From the NY Times:
Christine C. Quinn, the City Council speaker and an expected candidate for mayor next year, is supporting a change to New York City’s campaign finance rules that would significantly expand the ability of unions, corporations and advocacy groups to spend money on behalf of local candidates.
The bill, to be introduced on Monday, would allow those outside groups to work directly with candidates on their internal political communications with members — including phone calls and door knocking tours, although not large-scale mailings — without the costs counting against the candidates’ spending limits.

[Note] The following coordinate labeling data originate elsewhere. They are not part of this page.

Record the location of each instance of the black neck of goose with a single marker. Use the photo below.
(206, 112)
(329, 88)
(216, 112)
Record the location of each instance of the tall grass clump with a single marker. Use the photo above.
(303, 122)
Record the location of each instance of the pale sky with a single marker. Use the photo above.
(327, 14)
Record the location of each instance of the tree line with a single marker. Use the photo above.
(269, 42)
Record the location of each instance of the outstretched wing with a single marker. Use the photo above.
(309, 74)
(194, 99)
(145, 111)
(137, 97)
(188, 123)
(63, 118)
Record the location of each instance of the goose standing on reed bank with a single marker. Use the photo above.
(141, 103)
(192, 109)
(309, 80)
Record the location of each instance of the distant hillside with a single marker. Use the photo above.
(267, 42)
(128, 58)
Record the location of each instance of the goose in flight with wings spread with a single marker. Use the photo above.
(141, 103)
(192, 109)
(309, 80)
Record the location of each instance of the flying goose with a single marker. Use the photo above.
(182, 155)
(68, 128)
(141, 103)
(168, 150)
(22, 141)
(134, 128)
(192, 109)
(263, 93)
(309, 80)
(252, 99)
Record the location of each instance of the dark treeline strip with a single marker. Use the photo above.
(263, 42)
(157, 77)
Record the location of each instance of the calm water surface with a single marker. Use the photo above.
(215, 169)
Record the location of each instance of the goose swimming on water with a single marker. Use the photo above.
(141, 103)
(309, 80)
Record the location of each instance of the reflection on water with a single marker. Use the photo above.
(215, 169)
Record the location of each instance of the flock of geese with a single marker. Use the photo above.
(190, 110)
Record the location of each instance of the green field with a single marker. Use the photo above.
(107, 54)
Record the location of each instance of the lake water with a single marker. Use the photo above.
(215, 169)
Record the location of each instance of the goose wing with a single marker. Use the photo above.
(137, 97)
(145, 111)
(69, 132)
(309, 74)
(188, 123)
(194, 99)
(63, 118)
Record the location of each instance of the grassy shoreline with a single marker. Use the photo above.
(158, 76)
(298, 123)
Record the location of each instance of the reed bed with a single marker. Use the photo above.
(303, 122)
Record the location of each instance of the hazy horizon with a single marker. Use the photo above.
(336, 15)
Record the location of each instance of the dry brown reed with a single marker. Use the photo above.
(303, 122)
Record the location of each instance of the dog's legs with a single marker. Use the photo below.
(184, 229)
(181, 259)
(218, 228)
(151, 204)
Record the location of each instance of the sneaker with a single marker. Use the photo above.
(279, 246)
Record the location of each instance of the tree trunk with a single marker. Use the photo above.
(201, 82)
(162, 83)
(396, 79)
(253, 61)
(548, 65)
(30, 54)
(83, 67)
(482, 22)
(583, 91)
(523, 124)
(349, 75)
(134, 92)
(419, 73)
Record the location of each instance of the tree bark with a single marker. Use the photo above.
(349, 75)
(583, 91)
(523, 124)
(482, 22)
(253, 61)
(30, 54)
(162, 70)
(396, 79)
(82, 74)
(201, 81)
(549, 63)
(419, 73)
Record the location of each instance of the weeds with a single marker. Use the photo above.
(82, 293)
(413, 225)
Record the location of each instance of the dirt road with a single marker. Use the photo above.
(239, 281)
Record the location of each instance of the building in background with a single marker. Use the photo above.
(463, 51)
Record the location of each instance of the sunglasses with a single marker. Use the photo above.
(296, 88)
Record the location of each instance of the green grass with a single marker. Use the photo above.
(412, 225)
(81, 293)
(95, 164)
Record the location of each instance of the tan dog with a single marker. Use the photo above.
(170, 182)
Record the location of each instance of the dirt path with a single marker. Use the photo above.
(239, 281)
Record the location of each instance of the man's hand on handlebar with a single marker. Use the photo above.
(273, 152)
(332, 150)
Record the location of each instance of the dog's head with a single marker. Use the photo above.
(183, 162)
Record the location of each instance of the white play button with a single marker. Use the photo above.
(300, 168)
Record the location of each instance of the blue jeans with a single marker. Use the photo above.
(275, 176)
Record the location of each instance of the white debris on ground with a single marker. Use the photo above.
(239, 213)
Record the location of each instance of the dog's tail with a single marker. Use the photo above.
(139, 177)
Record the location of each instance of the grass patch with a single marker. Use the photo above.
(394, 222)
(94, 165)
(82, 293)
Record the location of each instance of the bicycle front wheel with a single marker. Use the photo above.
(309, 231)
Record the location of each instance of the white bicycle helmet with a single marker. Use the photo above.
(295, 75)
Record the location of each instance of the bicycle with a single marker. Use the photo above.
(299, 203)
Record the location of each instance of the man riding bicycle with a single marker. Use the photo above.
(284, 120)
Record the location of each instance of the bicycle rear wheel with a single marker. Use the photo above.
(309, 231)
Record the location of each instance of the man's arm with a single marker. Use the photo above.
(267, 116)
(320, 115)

Critics said the measure, introduced nine months ahead of what is expected to be a closely contested mayoral race, would effectively outsmart the city’s stringent campaign finance system, which tries to rein in spending by interest groups and candidates alike.

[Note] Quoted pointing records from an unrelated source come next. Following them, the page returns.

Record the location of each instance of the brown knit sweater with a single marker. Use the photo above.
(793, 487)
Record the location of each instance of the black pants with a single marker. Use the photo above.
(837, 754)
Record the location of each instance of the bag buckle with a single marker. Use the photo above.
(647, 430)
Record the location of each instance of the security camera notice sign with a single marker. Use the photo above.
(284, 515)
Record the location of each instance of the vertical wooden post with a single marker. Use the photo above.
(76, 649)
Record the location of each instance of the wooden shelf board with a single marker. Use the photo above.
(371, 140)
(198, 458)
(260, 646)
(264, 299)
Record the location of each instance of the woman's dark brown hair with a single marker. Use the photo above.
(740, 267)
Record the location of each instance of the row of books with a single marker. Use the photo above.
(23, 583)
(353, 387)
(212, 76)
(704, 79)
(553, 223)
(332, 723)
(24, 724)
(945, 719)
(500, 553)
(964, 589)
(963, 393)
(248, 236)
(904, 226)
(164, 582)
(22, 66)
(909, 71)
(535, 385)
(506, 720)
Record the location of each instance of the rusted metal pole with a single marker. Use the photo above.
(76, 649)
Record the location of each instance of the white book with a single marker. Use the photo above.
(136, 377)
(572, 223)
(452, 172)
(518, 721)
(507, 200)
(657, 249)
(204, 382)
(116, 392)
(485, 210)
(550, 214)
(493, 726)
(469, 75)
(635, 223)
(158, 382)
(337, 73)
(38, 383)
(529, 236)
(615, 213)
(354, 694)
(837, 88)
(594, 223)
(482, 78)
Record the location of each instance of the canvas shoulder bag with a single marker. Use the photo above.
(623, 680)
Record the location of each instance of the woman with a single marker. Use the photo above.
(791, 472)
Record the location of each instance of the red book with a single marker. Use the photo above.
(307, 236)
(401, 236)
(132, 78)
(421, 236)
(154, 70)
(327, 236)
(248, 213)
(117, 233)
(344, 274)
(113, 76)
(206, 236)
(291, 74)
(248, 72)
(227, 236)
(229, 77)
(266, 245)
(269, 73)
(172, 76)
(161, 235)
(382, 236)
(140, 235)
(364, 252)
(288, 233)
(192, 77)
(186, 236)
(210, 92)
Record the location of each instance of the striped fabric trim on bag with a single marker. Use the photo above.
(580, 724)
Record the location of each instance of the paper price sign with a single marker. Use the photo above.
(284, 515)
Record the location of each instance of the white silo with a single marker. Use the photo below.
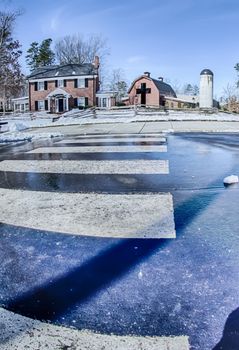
(206, 89)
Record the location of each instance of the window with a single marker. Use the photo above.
(104, 102)
(81, 83)
(81, 101)
(41, 105)
(61, 83)
(40, 86)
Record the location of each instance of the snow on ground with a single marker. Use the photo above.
(18, 123)
(18, 136)
(20, 333)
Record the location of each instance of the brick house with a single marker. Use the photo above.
(57, 89)
(148, 91)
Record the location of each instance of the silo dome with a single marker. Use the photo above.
(206, 89)
(206, 72)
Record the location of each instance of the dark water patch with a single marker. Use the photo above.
(109, 136)
(88, 156)
(102, 144)
(100, 183)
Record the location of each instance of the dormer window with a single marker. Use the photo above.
(81, 83)
(61, 83)
(40, 86)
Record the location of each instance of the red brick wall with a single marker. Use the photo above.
(89, 92)
(152, 99)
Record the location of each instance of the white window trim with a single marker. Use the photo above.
(83, 101)
(72, 77)
(78, 83)
(60, 83)
(38, 104)
(39, 83)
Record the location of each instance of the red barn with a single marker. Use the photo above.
(148, 91)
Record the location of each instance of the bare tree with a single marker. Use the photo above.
(10, 72)
(117, 83)
(77, 49)
(230, 98)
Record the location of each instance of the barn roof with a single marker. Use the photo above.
(164, 88)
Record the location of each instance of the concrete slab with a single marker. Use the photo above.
(153, 127)
(122, 128)
(20, 333)
(108, 140)
(86, 167)
(91, 214)
(204, 126)
(101, 149)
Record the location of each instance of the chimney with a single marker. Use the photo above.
(147, 74)
(96, 62)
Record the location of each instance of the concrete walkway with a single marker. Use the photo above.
(143, 127)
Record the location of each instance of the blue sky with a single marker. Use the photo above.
(170, 38)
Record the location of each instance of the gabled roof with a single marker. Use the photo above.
(164, 88)
(65, 70)
(58, 92)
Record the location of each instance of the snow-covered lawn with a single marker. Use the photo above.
(13, 131)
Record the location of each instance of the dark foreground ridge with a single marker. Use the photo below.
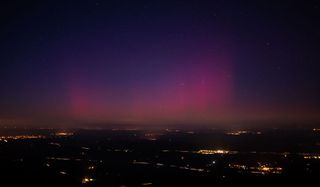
(168, 157)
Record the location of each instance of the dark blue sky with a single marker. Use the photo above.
(164, 61)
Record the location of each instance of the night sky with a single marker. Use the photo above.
(160, 61)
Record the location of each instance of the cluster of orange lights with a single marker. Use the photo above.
(261, 169)
(215, 151)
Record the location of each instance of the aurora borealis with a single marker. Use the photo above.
(160, 61)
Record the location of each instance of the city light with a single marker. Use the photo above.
(86, 180)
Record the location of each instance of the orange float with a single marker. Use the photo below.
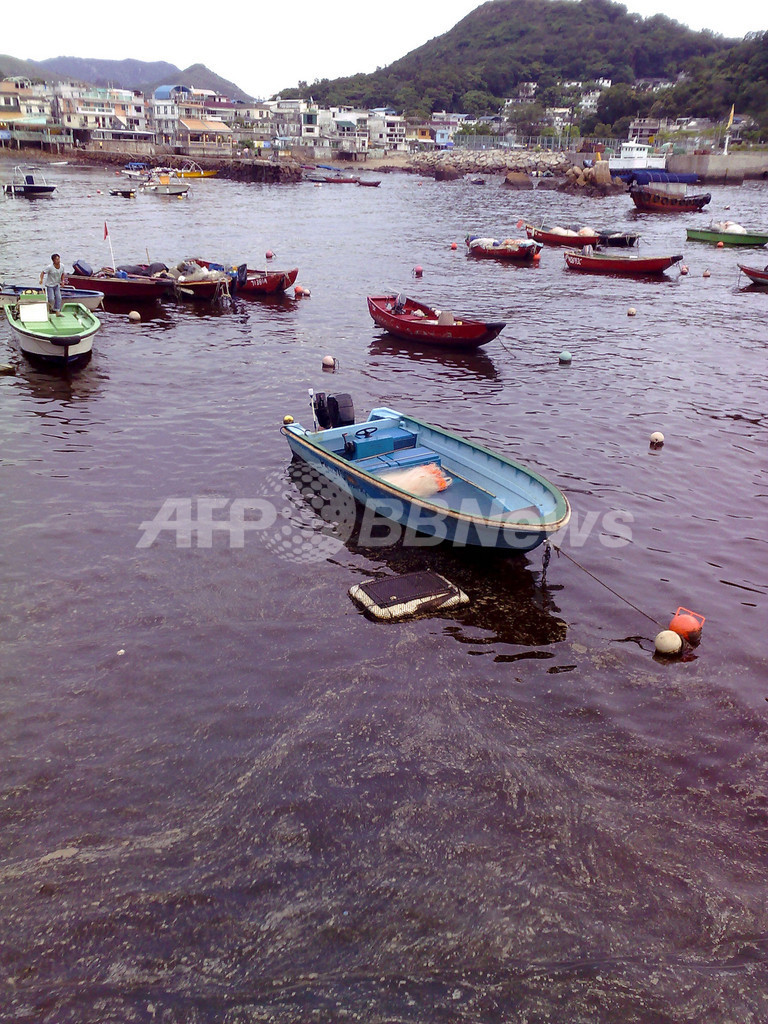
(688, 625)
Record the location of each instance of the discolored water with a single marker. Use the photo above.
(226, 796)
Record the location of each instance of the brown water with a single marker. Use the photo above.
(226, 795)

In a strongly worded statement on Friday, the city’s Campaign Finance Board said the legislation “would open a gaping loophole” in the city’s regulations, “eviscerate” limits on coordinated spending by outside groups and “allow unions and corporations to operate above the law.”
“A change of this magnitude has never before been proposed this late in the four-year election cycle,” the board said in a memorandum marked “Urgent.”
But supporters of the bill, including civil libertarians and some of the state’s biggest grass-roots advocacy groups, said the measure was intended to guarantee the First Amendment rights of unions and other organizations to speak freely about political matters with their members.